Running the pipeline is as easy executing the following command:

$ ngs-pl run-microhaplotype-caller -u 4 --panel pvvvg-mhap -o output path_to_fastq/*.fastq.gz

Note

The FASTQ files should be in fastq.gz format (gzip-compressed), and the filenames should reflect the sample name, eg: sample_1_date_batch_pool_R1.fastq.gz.

The -u option is used to specify the number of underscores to remove (counted in reverse order) to obtain the actual sample name. For example, if the sample name is sample_1 and the fastq file is named sample_1_date_batch_pool_R1.fastq.gz, then the -u argument should be 4.

The --panel option is used to specify the panel that will be used for the analysis. The available panels are: * pvvvg-mhap: P. Vivax panel * pfspotmal-drug: SpotMalaria (P. falciparum) drugs-resistance panel * pfspotmal-mhap: SpotMalaria (P. falciparum) microhaplotype panel

Additional panels can be added, for more details please refer to the developer’s documentation.

The -o option is used to specify the output directory.

Warning

For laptop users! It is essential that you specify -j <n>, where n is a small number (dependent on the available system memory & cpu), as this limits the number of jobs running at one time. Without this argument, the pipeline will utilise too much system memory and crash.
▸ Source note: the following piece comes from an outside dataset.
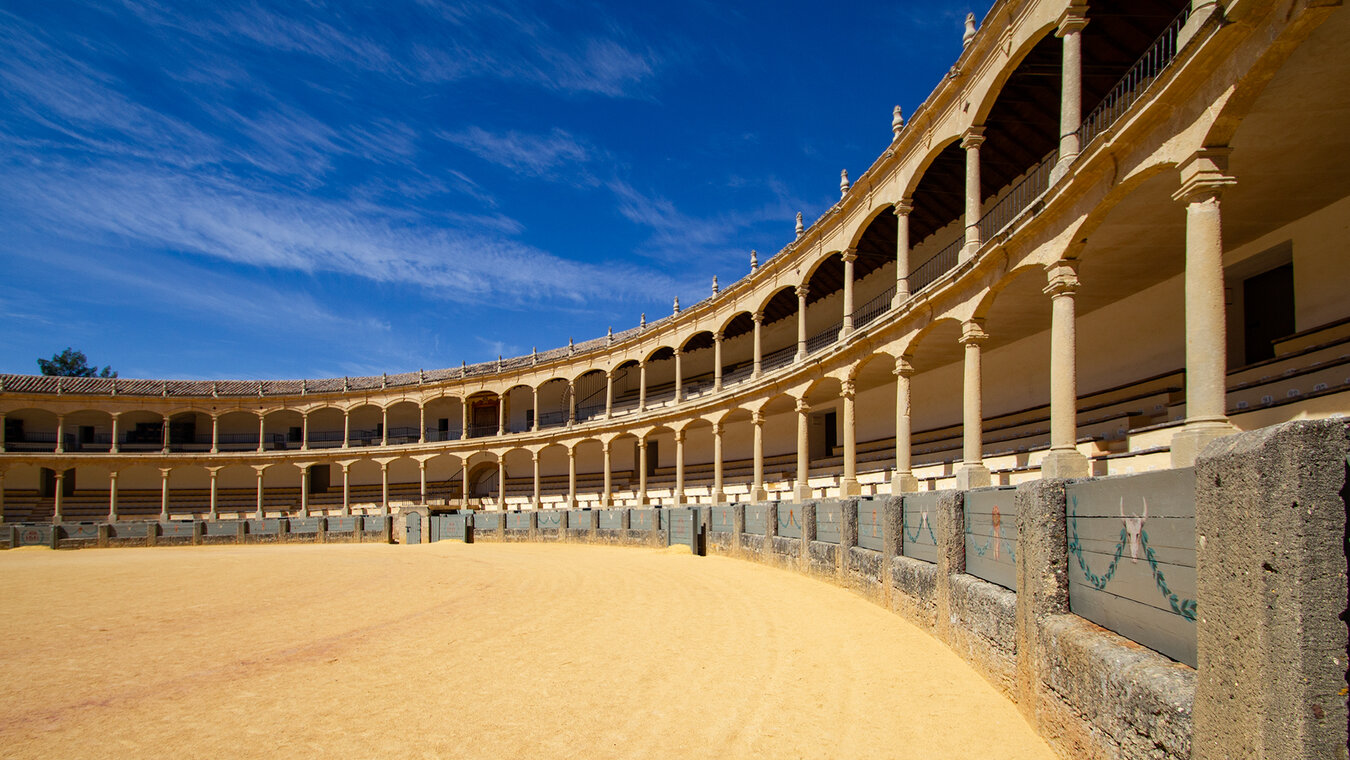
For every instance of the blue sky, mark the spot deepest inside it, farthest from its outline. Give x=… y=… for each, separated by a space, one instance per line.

When the command finishes, examine the content of output directory

$ tree output
output/
    alignments/
        marker_1.fasta
        marker_1.msa
        marker_2.fasta
        marker_2.msa
        ...
    samples/
        Sample_1/
            reads/
                raw-0_R1.fastq.gz
                raw-0_R2.fastq.gz
            maps/
                final.bam
                final.bam.bai
                Sample_1-0.bam
            mhaps-reads/
                primer-trimmed_R1.fastq.gz
                primer-trimmed_R2.fastq.gz
                target_R1.fastq.gz
                target_R2.fastq.gz
            logs/
                ...
        Sample_2/
            ...
        ...
    malamp/
        dada2/
            ...
        ASVSeqs.fasta
        ASVTable.txt
        asv_to_cigar
        depths.tsv
        outputCIGAR.tsv
        marker_missingness.png
        marker_missingness.tsv
        sample_missingness.png
        sample_missingness.tsv
        meta
    final.coverages.tsv
    final.depths.tsv
    mylog.txt
    stats.tsv

The primary output file of interest is the outputCIGAR.tsv which contains the haplotype and their frequencies across the samples.